2012年8月20日月曜日
水滸伝十一(食べる読書118)
大事は小事の犠牲になってはいけない。
なにかを成す際、目的を見失わないため、普遍的な真理だ。
わが道を進むにあたり、これは一つの手段なのか、近道なのか、どうでもいいことなのか、見極めないといけない。
梁山泊の目的は何なのか。何を成すのか。
晁蓋と宋江の意見が分かれているが、梁山泊にとって一つの手段にすぎないように感じる。兵力三万か十万か。
数にとらわれ過ぎてはいないか。
戦に勝つことだけが梁山泊の目的ではないはずだ。戦に勝つのは、目的達成の条件の一つに過ぎないはずだ。
宋江はまだ、明確な国の形を示してはいない。
宋に代わる国をつくるなら、ここを明確にすべきだ。そして、この構想を形にする人物が梁山泊には欠けている。
戦に勝つことで人民の心を摑むのではなく、たんに宋が嫌だからということで梁山泊に取り込むのではなく、宋よりも民にとってよりよい国とはこういうものだということで人民の心を摑むべきだ。

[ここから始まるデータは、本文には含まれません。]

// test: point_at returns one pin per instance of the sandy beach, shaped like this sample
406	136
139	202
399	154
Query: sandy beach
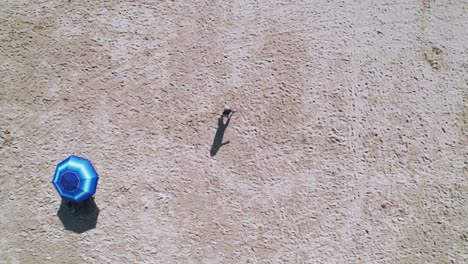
350	144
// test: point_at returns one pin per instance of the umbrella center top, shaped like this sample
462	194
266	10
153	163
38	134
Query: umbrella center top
69	181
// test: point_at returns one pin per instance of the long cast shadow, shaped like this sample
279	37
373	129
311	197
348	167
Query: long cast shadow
218	140
82	219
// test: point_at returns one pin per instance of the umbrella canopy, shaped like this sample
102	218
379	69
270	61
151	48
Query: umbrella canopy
75	179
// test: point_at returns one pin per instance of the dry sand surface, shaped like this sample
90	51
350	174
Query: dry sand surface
350	144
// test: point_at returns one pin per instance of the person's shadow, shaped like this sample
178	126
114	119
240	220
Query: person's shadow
218	140
80	220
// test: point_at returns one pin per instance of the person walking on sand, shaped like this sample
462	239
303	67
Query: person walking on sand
228	111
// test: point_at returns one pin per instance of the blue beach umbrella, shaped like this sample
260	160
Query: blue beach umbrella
75	179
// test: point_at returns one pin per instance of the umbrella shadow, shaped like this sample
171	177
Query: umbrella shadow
218	140
80	220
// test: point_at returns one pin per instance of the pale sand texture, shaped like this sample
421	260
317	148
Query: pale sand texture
343	105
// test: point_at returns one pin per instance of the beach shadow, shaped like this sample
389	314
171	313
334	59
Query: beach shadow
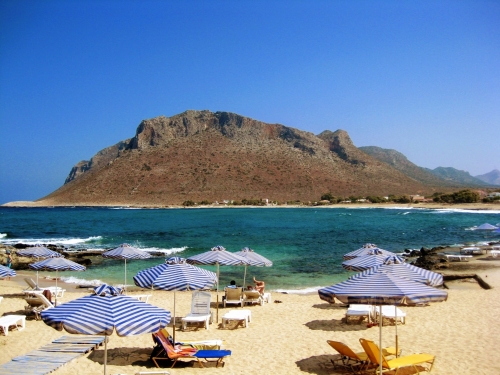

税の扱い方や還元の仕方、他にも食い入る面はあるはずだ。
民のための闘いというのなら、民の新たな生活像を提案すべきだ。それが目的ではないのか。それなしで、三万、十万と唱えても何にもならない。
夢。
ただ、強いものと闘うことが夢だったのか…、晁蓋。
言いたくはないが、
晁蓋は、結局、小事でしかなかった。
晁蓋最期の巻。
以下抜粋
「戦で死ぬのではなく、むなしく死んでいく。それをやっても、揺るがない心を持った者を、私は必要としていた。これは、晁蓋殿や宋江殿に、知られてもならん。あの二人は、志の高潔さを失ってはならぬのだからな。私と二人だけで、暗殺というものが持つ、背徳に耐えられる心を保てるかどうか。そういう人間を、私は捜していた。そして、おまえを見つけた」
「いや。俺は、李俊殿が好きになってきた。人間ってのは、志だけじゃ飯は食えねえよ。だから志を捨てるってわけじゃねえが、きれいごとだけ並べて、戦ができるのかとも思うな」
「いいか、おまえら。隊長というのは、自分ですべてを済ましてはならん。時には、兵に女も抱かせてやらなきゃな。二人とも、それをよく頭に入れておけ」
「俺は、長く放浪を続けましたが、世間を知ってよかったと思ったことは、あまりありません。どこにも、人の愚かさや醜さが満ちていて、心を打つ者など滅多に見ることができませんでしたから」
ただ無頼に生きてきた。そしてそこから得たものはなにもなかった、といまにして思う。
「剣に、邪道などありません。それぞれの剣があるだけです」
「わかる必要はありませんよ。あなたにとって大事なのは、これ以上強くなることではなく、その剣を生かせる場所を見つけられるかどうかでしょう」
「わかっています。ただ暗殺の的にされる。それは運命が尽きかけているからです。それでも強いものがあれば、生から死へ押しやることはできない。尽きかけていれば、そこで死ぬ。運命に対する、ちょっとした手助け。それが、暗殺でしょう」
「わかるか。これが生きているということだ。泣きたくなったり、腹が減ったりする。おまえはまるで、自分が死んだような気になってしまったのだ。それは、死ぬ時は、人は死ぬ。しかし、おまえは生きている。おまえにできるのは、死んだ友のために泣き、そしてその男を忘れない、ということだけだ」
力が及ばなければ死。その覚悟をしているから、自分のやっていることはただの仕事より面白く、刺激的でもあるのだ。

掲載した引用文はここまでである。